【ソウル聯合ニュース】来月発足する韓国の尹錫悦(ユン・ソクヨル)次期政権が韓日関係の改善に意欲を示しており、尹氏が28日まで日本に派遣中の「政策協議代表団」も日本の政財界関係者と前向きに協議している。専門家の間では、1965年の国交正常化後最悪と言われるまで冷え込んだ韓日関係が、この政権交代を機に新たな転機を迎える可能性が高いとの見方が出ている。特に経済界で関係好転への期待が強く、早くも日本市場攻略へ動き出した韓国企業もある。

◇韓国焼酎やアパレル 日本市場攻略に拍車

 韓国酒類大手のハイト真露はこのほど日本で、主力製品の焼酎「チャミスル」のテレビCM放送を開始すると同時に新製品を発売した。日本の若者を中心に韓国焼酎が人気を得ていることから、マーケティングと営業を強化し日本市場のトレンドをけん引したい考えだ。

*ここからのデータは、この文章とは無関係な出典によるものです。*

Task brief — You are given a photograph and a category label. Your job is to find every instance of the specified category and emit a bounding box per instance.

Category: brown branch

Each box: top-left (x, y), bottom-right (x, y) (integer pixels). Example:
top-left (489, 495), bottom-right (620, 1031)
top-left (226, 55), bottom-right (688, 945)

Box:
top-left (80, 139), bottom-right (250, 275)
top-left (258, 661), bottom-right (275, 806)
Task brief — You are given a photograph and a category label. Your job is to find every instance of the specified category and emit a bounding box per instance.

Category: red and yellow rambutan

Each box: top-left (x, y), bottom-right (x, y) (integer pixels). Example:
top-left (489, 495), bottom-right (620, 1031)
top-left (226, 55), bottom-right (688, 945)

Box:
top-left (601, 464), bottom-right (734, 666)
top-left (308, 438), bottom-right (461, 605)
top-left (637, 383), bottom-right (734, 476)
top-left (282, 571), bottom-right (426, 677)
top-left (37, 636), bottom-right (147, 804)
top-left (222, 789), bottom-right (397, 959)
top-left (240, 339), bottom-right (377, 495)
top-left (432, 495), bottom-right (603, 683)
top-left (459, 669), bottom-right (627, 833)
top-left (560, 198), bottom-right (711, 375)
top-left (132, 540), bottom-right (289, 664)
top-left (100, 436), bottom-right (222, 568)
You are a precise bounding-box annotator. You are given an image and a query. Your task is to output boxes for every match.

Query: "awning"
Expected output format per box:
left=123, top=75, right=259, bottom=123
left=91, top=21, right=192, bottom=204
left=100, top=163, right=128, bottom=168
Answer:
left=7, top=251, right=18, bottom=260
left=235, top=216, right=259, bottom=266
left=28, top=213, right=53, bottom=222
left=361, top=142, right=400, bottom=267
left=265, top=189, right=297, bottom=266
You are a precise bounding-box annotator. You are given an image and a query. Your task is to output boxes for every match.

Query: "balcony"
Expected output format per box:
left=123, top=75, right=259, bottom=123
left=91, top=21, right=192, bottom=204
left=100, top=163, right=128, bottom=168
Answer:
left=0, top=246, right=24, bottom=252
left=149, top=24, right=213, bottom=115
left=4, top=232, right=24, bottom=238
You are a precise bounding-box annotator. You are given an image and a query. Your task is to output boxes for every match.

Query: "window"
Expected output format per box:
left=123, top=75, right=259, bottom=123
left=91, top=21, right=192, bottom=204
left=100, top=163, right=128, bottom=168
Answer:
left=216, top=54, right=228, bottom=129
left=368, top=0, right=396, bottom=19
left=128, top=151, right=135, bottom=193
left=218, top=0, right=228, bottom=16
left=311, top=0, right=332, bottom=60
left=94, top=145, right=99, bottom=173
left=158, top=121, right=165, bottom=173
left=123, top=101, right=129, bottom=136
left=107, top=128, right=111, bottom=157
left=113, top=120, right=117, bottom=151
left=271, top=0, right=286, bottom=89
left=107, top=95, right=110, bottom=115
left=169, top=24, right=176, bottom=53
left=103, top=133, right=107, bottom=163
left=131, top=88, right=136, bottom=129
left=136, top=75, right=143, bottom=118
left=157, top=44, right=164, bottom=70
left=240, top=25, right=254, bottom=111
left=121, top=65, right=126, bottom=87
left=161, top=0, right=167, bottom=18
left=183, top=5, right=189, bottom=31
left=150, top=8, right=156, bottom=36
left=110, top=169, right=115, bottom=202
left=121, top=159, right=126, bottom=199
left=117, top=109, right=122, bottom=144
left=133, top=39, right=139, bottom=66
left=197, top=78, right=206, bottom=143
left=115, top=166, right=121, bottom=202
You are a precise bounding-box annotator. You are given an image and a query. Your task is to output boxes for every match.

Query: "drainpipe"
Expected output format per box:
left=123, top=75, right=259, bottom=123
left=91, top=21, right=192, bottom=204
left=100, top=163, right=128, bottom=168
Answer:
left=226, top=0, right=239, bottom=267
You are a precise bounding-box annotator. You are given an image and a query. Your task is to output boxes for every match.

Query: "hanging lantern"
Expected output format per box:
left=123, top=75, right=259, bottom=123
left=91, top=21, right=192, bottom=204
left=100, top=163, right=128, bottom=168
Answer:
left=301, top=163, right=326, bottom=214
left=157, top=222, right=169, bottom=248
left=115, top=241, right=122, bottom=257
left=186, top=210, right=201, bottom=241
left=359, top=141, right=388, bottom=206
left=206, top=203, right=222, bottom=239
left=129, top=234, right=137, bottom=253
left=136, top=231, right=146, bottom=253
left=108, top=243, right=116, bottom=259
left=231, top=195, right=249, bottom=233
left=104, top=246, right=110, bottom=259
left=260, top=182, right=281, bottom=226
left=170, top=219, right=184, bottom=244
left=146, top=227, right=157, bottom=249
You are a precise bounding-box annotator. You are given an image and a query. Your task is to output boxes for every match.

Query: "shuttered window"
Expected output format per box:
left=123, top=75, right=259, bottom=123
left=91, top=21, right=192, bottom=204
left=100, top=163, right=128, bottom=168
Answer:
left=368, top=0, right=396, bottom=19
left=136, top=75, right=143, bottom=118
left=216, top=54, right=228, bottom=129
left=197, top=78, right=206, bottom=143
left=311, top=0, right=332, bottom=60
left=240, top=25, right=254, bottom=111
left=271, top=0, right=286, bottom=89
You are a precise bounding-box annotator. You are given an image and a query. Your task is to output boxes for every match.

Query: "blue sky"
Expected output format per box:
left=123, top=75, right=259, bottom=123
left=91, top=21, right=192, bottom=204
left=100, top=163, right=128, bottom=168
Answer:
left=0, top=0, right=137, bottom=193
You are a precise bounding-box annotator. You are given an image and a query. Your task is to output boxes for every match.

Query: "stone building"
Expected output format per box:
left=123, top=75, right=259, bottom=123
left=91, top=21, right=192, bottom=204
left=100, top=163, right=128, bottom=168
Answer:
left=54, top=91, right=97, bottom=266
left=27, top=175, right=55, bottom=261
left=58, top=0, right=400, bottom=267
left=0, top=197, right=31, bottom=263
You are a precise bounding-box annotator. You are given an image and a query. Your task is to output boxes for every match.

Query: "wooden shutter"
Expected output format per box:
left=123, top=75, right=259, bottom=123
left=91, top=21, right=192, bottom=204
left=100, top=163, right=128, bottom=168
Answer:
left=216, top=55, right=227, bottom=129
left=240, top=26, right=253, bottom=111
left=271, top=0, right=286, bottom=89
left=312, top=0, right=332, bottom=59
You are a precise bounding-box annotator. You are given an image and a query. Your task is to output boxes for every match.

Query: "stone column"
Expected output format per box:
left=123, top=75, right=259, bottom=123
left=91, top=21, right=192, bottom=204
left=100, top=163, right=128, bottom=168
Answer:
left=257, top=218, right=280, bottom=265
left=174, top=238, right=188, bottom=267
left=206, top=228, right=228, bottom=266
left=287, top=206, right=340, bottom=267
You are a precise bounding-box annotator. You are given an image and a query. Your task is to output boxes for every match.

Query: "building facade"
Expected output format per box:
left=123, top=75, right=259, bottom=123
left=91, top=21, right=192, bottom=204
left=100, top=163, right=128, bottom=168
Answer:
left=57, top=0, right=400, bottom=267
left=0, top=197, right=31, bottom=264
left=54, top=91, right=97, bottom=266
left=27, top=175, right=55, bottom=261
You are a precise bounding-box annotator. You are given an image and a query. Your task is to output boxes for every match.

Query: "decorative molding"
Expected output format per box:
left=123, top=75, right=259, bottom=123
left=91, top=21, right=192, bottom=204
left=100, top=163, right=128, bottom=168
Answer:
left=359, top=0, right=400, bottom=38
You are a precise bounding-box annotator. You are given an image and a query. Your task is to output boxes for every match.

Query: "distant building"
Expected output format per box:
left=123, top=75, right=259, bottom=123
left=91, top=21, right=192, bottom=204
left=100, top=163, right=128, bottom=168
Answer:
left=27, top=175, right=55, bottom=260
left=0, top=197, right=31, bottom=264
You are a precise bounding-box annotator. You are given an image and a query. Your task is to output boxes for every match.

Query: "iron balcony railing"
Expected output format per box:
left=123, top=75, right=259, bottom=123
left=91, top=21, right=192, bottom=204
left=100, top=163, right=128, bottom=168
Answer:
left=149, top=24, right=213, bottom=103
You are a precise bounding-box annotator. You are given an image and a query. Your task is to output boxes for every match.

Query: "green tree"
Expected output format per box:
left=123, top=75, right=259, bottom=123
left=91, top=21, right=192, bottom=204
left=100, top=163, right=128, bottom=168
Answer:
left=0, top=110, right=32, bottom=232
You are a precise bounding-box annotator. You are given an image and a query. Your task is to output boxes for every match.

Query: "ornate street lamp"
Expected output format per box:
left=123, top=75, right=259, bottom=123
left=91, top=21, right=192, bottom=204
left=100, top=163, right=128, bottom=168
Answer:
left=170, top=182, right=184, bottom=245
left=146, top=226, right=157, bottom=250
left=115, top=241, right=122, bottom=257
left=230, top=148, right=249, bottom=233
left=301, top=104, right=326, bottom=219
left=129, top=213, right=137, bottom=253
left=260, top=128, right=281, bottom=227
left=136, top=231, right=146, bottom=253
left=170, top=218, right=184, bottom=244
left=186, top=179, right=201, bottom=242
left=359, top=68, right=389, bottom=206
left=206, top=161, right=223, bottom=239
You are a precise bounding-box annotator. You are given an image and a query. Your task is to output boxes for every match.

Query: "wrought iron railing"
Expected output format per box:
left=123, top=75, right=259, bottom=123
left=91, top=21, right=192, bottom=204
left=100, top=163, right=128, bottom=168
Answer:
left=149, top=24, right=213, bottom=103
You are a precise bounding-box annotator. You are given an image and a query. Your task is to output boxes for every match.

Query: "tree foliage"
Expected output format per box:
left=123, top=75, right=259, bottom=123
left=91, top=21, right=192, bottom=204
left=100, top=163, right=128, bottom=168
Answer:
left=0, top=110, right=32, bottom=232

 電子商取引(EC)でファッションモールを運営するムシンサは昨年日本法人を設立した。さらに、日本ですでに成功を収めているファッション通販サイト「DHOLIC」の運営会社ディーホリックコマースを買収して市場攻略に拍車をかける構え。

 英紙フィナンシャル・タイムズは尹次期大統領が「未来志向的な韓日関係」確立を表明したとし、韓流ブームに政治情勢の変化が加わる中で韓国企業が日本市場攻略を本格化すると分析した。

 日本の消費者は自国製を好む傾向が強く、サムスン電子や現代自動車など世界で活躍する韓国企業ですら参入が容易でない。一方、ハイト真露は1988年に日本に進出して以降、98年に当時の金大中(キム・デジュン)大統領と小渕恵三首相が発表した「韓日共同宣言」、韓流ブームなどによる韓日友好関係の進展を背景に、着実に足場を固めてきた。

 ところが2012年8月、当時の李明博(イ・ミョンバク)大統領の独島訪問をきっかけに韓日関係は悪化。その後10年にわたり歴史問題が足かせとなっている。日本では「嫌韓」が広がり、ハイト真露の売り上げも一時急減した。韓国でもこの5年間の文在寅(ムン・ジェイン)政権下で反日感情が強まった。 

 両国の経済関係だけでなく、民間のさまざまな交流も停滞した。

 韓国の財界内外からは、次期政権の発足が、史上最悪とされる韓日関係改善のきっかけになるとの期待が膨らんでいる。主要4企業グループのある関係者は、「国家間、とりわけ韓日関係はそれぞれの政権の性格や理念的に目指す方向性が大きな影響を及ぼす」とした上で、「金大中・小渕宣言を機に薫風が吹いていた24年前のように両国関係に新たなルネサンスが到来してほしい」と語った。

◇尹氏の政策協議団 岸田首相と面会

 尹氏が日本に派遣した政策協議代表団は26日、首相官邸を訪れ岸田文雄首相を表敬した。岸田氏は「ルールに基づく国際秩序が脅かされている国際情勢において、日韓、日米韓の戦略的連携がこれほど必要な時はない」「日韓関係の改善は待ったなしだ」などと強調したと、日本の外務省は伝えている。

 代表団が24日に韓国を出発した時点では岸田氏との面会は決まっておらず、日本の自民党タカ派からも面会の必要性はないとの意見があった。だが、訪日した代表団は林芳正外相、萩生田光一経済産業相、岸信夫防衛相、そして岸田首相と相次ぎ面会した。

 昨年1月に日本に赴任した韓国の姜昌一(カン・チャンイル)大使もまだ岸田氏、林氏には会っていない。日本が韓国に対するかたくなな姿勢を崩さなかったためだ。一方、代表団に対する日本政府の雰囲気は文政権に対するものとはがらりと変わったと、専門家は分析する。

 代表団は岸田氏をはじめとする日本政府側に、両国関係改善に向けた尹氏の意思を伝えた。また、新型コロナウイルス禍で縮小した両国間の人的交流の回復に向け、20年3月から停止されている査証(ビザ)免除入国の再開なども要請したようだ。

 旅行業界の関係者は「韓国政府は金浦―羽田線の運航再開が6月1日から可能か調べているようだ」と話した。同路線が再開し、日本政府が韓国からの入国者に求めている指定宿泊施設での3日間待機を解除した場合、ビザ免除入国の再開も見えてくるとした。